Elizabeth Williams OBE - Windy Hall to South Africa!!

Elizabeth Tryphena Williams OBE, was the daughter of David Williams and Susannah Davies.

David Williams was born in Goodwick in 1817 (the son of Owen Williams, a seaman) but married his wife Susannah in Steynton parish, near Milford Haven.

Census data records him as being a mariner but later an officer with the Royal Navy Coastguard. Owing to his job, the family moved around Wales and his nine children were born in various coastal towns and villages. Elizabeth, the youngest, was born in Pembroke Dock in 1857 but later moved to Fishguard when her father retired although it’s possible he may have been involved with the Fishguard Coastguard station.                                                                                                                                                                                                                                        David and Susannah lived in Windy Hall House on the cliffs above Goodwick harbour with their two youngest daughters Elizabeth and Emily. Windy Hall house was built around 1868 and the family moved in some time between 1871 and 1879.

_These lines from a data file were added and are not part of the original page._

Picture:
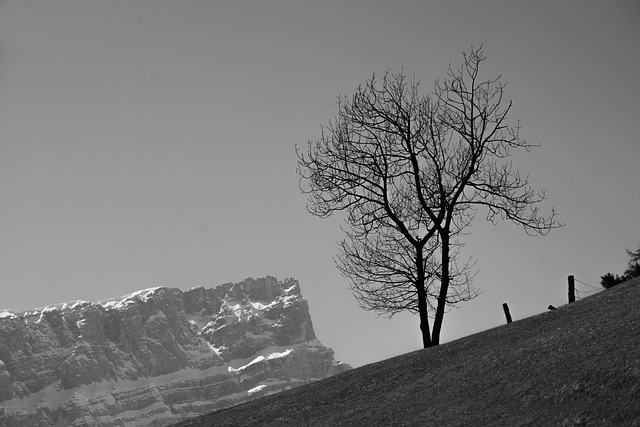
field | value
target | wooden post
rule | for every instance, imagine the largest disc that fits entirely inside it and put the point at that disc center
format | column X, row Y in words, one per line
column 572, row 290
column 505, row 307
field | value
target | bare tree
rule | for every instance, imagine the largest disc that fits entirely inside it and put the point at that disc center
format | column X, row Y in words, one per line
column 410, row 171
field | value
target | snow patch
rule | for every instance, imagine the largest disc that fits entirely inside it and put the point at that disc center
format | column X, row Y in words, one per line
column 257, row 389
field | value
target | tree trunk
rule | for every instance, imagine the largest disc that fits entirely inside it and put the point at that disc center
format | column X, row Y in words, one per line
column 444, row 289
column 422, row 300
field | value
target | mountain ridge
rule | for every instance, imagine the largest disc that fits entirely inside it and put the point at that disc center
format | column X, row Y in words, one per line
column 577, row 365
column 157, row 355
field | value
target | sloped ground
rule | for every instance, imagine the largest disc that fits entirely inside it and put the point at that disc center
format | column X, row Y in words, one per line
column 578, row 365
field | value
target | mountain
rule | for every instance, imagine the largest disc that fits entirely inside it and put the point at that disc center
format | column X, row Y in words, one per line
column 577, row 365
column 157, row 356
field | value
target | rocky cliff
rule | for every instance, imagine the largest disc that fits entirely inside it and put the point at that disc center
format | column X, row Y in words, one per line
column 157, row 356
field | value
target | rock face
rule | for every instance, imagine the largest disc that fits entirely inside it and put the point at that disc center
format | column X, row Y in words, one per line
column 157, row 356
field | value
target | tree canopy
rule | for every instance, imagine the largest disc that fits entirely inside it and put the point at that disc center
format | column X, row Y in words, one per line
column 410, row 170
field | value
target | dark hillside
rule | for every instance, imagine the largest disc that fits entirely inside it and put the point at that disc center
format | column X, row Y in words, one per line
column 577, row 365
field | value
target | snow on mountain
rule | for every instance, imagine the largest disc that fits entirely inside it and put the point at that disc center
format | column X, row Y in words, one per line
column 157, row 356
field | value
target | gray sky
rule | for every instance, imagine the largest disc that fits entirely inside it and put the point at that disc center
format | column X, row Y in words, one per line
column 147, row 143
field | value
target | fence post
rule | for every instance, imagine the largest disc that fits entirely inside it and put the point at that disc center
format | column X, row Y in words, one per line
column 505, row 307
column 572, row 290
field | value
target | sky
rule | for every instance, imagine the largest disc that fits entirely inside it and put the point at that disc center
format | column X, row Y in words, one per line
column 152, row 143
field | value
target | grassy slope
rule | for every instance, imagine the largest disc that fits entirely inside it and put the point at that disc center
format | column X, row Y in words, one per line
column 578, row 365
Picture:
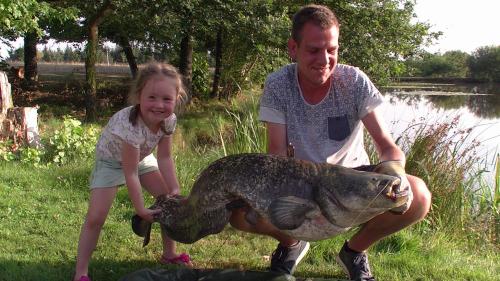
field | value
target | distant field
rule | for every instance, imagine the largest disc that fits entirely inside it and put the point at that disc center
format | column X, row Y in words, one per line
column 77, row 68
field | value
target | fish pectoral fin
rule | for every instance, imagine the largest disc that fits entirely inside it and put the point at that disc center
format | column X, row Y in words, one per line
column 290, row 212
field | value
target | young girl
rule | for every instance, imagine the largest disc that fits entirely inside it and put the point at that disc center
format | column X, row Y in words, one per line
column 124, row 156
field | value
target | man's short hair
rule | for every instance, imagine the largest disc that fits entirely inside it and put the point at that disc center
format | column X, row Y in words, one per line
column 317, row 14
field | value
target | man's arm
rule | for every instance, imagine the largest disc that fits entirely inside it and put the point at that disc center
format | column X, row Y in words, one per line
column 276, row 139
column 385, row 145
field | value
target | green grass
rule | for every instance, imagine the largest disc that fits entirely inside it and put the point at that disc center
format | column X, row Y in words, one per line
column 42, row 209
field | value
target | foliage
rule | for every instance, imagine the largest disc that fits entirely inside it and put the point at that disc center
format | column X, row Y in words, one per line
column 449, row 64
column 37, row 204
column 68, row 143
column 484, row 63
column 377, row 35
column 201, row 75
column 445, row 157
column 20, row 17
column 71, row 141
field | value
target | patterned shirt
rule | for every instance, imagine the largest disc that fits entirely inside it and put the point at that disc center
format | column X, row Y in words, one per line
column 330, row 131
column 119, row 130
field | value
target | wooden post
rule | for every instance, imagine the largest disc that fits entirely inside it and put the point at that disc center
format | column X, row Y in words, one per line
column 19, row 124
column 5, row 94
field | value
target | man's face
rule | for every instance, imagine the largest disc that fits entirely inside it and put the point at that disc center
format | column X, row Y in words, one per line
column 316, row 54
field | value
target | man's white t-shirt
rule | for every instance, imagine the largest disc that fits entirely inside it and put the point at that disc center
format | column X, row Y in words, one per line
column 330, row 131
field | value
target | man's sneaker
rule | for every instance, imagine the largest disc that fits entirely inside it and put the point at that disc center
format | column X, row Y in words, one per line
column 286, row 259
column 355, row 264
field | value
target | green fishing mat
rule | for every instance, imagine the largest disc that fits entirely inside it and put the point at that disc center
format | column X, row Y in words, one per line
column 186, row 274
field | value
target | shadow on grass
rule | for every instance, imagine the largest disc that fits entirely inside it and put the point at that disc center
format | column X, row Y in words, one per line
column 104, row 270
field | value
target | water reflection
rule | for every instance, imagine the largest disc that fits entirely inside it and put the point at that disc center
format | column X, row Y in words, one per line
column 480, row 114
column 483, row 100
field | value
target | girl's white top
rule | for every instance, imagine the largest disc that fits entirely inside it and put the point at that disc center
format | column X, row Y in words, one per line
column 119, row 129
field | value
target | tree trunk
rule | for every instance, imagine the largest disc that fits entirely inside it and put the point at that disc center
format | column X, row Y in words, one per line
column 90, row 60
column 90, row 75
column 186, row 63
column 129, row 54
column 218, row 65
column 30, row 59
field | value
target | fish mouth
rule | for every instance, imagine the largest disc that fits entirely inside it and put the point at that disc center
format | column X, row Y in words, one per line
column 392, row 190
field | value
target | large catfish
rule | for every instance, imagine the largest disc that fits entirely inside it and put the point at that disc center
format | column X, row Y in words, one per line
column 305, row 200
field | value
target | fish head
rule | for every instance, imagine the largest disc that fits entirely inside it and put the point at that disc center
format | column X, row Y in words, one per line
column 350, row 191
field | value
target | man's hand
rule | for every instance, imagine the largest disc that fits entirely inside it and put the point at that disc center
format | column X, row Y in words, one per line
column 395, row 168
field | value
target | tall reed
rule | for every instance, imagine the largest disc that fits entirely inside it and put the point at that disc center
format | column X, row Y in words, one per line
column 446, row 158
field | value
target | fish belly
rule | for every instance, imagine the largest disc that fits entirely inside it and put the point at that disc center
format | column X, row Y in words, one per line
column 316, row 229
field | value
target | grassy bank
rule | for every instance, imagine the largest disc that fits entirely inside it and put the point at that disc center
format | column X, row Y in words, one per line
column 42, row 209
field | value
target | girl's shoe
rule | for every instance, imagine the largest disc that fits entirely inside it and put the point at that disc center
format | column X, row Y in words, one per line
column 182, row 259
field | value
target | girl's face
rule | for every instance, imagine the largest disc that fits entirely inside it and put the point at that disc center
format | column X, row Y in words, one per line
column 157, row 101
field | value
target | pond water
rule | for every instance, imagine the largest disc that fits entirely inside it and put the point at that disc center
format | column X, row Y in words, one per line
column 474, row 109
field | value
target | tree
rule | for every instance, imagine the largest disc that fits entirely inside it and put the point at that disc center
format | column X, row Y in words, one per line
column 484, row 63
column 378, row 35
column 22, row 18
column 92, row 26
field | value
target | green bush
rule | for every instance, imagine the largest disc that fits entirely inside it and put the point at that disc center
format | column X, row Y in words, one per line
column 71, row 141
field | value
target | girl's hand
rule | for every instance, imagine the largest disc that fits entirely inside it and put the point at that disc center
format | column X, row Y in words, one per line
column 148, row 214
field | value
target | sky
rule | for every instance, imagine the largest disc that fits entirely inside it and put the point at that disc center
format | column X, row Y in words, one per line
column 466, row 24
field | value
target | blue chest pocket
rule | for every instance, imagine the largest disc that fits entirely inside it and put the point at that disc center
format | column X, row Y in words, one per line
column 338, row 128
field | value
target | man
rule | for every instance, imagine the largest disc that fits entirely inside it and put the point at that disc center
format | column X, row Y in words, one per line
column 320, row 107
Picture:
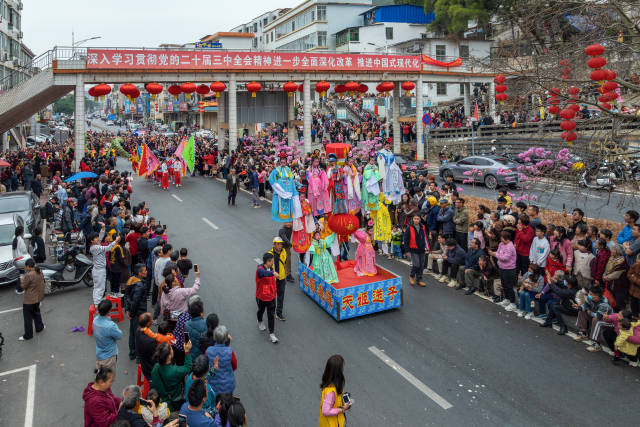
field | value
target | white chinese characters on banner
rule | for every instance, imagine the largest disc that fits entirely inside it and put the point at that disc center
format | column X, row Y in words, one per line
column 166, row 59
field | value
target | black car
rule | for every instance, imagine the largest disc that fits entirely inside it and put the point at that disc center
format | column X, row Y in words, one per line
column 408, row 165
column 24, row 203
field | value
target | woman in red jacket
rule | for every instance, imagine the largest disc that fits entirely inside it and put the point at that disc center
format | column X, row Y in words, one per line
column 100, row 405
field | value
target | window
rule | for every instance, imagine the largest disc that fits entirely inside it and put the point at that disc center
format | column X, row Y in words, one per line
column 389, row 33
column 322, row 12
column 464, row 52
column 322, row 38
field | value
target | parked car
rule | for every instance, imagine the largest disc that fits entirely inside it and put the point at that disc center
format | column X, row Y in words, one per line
column 408, row 165
column 9, row 267
column 23, row 203
column 494, row 170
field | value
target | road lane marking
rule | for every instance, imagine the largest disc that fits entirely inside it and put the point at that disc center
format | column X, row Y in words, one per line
column 409, row 377
column 31, row 391
column 209, row 223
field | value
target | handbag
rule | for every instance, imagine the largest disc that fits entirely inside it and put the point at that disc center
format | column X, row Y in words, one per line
column 175, row 402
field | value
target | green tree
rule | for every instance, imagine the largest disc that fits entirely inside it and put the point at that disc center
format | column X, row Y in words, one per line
column 64, row 105
column 452, row 16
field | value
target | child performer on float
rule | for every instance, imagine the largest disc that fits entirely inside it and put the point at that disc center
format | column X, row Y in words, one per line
column 322, row 263
column 365, row 254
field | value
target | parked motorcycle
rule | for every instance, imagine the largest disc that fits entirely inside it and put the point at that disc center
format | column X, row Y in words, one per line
column 72, row 269
column 601, row 178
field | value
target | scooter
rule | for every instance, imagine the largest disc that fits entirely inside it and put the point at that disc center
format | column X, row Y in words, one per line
column 598, row 179
column 72, row 269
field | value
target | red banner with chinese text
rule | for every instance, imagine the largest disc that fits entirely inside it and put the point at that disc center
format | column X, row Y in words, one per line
column 124, row 59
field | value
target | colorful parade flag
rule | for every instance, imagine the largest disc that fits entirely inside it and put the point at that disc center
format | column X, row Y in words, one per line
column 188, row 154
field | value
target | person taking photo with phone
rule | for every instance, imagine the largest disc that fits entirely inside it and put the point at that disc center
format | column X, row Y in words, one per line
column 332, row 407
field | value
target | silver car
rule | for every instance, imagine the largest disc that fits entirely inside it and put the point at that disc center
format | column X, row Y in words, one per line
column 490, row 170
column 9, row 267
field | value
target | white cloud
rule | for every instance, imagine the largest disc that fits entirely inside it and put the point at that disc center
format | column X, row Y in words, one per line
column 134, row 23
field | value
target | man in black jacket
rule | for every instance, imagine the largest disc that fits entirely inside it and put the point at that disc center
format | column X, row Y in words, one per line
column 136, row 301
column 145, row 345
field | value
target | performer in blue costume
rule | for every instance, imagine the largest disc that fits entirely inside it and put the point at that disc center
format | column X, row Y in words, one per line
column 391, row 175
column 284, row 192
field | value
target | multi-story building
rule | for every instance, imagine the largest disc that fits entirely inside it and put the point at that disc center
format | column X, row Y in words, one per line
column 15, row 61
column 309, row 25
column 257, row 25
column 383, row 26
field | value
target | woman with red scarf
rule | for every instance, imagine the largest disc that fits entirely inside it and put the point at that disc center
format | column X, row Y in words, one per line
column 416, row 243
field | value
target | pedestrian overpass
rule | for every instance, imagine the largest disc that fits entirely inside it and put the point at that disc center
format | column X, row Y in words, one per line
column 62, row 69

During this time Elizabeth was introduced to a young South African whose family originally came from Milford Haven. Charles Edwardes Lewis was studying at Cambridge and spent the holidays with his cousin in Milford Haven. His uncle had married Elizabeth’s aunt several years prior so there was already a connection between the families. In order to visit Elizabeth he spent his summer cycling back and forth between Milford and Fishguard which probably kept him quite fit. After a brief courtship the couple married on the 27th of May 1879 at St Mary’s Church in Fishguard and spent their honeymoon in Tenby.

It must have been a bitter-sweet event for  her parents, David and Susannah as their new son in law Charles, had just been appointed as a classics lecturer at the South African College School and the young couple sailed for Cape Town a month later. Charles became a professor of Greek Classics and was instrumental in the founding of the University of Cape Town while Elizabeth established herself in Cape Town society, many famous South Africans spending their formative academic years under the care of Charles and Elizabeth at College House residence.
They had six children, five sons and a daughter Gwendoline (the author’s great grandmother). Tragically  two sons were killed in WW1, in the Somme and at the battle of Jutland while a third son was seriously wounded while fighting in France. A heavy price to pay for three Military Crosses. For her work with the Comforts Committee in supporting young British troops in Cape Town Elizabeth was awarded the OBE in March 1918.

Of their surviving sons, one became a judge, another a civil engineer while the third son after recovering from his wounds became a barrister and served again as a colonel in WW2. Their daughter married a lawyer and raised four children, one of them being Gwendoline Joyce Lewis RSSAf, a botanist and curator of the South African Museum Herbarium.                                                                                                                                                                                                         On the 27th of May 1939 the University of Cape Town hosted Charles and Elizabeth’s diamond wedding anniversary, General Smuts, first prime minister of South Africa and UCT Chancellor gave the congratulatory speech.                                                                                                                                                                                                                                                                    Elizabeth passed away in 1944 aged 86 and Charles a year later. It is fitting that their house in Cape Town was named “Manorowen” possibly in memory of Charles’s long bicycle rides on his way through Manorowen Parish to visit Elizabeth all those years ago.